A la mañana siguiente, el señor planeó marcharse no sin antes preguntar por su huésped, pero le dijeron que estaba tan enfermo que no podía tolerar la luz del día ni hablar con nadie por lo que el príncipe se extrañó mucho y quiso ir a verle. Pero al oír que estaba dormido no quiso despertarle y salió de la casa sin decirle adiós, llevando consigo a su mujer y a su hermana. Ésta, al enterarse de las excusas del hidalgo para no despedir al príncipe ni al séquito, se aseguró aún más de que había sido él quien la había atormentado y que no osaba enseñar las marcas que le había causado ella en la cara. Y por más que el príncipe le invitara a que volviera a la corte, no lo hizo hasta que no estuvo completamente curado de todas las llagas, menos la del amor y despecho que le habían hecho en el corazón.
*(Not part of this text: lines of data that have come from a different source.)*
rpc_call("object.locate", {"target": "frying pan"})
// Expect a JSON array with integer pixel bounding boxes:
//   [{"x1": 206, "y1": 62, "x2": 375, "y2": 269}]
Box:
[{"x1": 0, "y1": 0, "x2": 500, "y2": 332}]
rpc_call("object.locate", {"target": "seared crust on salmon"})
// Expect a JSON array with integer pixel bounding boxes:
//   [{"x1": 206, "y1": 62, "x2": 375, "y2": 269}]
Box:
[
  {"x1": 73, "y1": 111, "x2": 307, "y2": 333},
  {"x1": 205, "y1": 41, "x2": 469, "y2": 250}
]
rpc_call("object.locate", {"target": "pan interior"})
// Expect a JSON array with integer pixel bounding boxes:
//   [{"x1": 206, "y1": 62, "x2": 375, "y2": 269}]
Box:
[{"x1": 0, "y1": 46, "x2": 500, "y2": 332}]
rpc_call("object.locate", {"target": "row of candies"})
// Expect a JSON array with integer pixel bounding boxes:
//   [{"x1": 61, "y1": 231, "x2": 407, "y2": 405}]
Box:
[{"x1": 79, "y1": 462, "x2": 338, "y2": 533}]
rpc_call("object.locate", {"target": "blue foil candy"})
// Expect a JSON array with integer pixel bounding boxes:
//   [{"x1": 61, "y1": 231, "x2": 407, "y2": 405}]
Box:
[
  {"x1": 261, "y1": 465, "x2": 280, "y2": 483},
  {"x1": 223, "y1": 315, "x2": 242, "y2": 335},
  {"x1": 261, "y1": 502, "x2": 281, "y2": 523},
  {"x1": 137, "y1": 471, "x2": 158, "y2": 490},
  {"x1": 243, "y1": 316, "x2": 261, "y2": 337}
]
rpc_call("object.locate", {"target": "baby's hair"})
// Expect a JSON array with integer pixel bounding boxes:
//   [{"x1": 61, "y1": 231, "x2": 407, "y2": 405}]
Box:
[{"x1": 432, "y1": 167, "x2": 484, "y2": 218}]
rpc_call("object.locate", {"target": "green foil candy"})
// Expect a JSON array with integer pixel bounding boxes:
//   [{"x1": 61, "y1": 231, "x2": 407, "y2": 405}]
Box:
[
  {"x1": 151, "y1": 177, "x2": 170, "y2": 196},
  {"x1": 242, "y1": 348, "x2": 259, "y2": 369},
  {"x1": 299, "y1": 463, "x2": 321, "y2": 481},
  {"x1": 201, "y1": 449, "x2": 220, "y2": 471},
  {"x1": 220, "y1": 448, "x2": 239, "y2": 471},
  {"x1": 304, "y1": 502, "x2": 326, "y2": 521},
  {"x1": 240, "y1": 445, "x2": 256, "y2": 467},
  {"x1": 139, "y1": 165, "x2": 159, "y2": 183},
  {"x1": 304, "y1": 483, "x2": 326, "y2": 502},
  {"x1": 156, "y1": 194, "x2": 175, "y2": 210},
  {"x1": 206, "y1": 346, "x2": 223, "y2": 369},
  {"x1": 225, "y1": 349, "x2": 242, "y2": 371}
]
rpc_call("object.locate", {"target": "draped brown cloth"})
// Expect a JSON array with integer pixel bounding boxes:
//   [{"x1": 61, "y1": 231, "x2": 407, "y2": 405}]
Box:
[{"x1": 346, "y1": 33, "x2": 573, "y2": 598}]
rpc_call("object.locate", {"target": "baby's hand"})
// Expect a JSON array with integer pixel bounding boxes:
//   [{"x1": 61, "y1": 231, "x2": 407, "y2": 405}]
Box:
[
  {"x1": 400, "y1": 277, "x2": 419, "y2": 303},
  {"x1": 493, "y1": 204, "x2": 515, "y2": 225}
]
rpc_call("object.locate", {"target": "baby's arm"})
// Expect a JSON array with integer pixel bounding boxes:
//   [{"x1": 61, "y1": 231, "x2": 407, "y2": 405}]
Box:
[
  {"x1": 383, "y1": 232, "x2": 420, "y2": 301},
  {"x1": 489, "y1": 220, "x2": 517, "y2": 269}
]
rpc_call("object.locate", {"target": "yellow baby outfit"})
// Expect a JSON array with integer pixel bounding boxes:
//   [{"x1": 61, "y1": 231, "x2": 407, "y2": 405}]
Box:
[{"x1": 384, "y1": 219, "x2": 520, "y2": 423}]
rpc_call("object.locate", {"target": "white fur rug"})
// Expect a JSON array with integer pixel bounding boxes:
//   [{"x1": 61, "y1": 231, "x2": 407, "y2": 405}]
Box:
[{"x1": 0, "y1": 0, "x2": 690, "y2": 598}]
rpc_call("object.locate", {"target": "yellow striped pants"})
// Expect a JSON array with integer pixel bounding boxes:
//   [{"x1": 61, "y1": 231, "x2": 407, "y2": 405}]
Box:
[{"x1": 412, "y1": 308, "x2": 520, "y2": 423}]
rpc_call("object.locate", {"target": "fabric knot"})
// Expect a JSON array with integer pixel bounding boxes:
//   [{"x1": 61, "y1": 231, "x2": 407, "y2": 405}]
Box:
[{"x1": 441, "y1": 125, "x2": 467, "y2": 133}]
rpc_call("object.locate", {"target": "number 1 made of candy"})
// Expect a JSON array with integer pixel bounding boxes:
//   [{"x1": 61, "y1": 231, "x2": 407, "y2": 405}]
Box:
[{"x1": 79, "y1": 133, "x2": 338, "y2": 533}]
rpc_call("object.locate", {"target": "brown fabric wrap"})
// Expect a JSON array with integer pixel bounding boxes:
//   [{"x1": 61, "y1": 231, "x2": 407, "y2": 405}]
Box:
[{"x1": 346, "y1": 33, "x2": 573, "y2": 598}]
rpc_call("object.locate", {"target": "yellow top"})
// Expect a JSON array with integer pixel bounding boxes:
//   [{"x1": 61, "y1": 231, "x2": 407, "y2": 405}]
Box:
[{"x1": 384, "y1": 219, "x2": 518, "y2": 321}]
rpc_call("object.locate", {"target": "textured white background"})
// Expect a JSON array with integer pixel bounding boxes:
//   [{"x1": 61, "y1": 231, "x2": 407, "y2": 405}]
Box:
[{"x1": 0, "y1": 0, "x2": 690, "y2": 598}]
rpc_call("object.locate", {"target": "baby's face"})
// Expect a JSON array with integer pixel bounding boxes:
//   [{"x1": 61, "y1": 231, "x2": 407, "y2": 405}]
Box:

Cuando volvió y se vio delante de su victoriosa enemiga no lo hizo sin ruborizarse, y el que había sido el más osado de toda la compañía, perdía ante ella la serenidad, lo que le aseguró a ella que su sospecha era cierta y poco a poco se fue alejando de él, no sin que se diera cuenta; pero jamás se atrevió a darse por aludido por miedo a empeorar la situación, aunque guardó este amor en su corazón con la paciencia y el alejamiento que había merecido.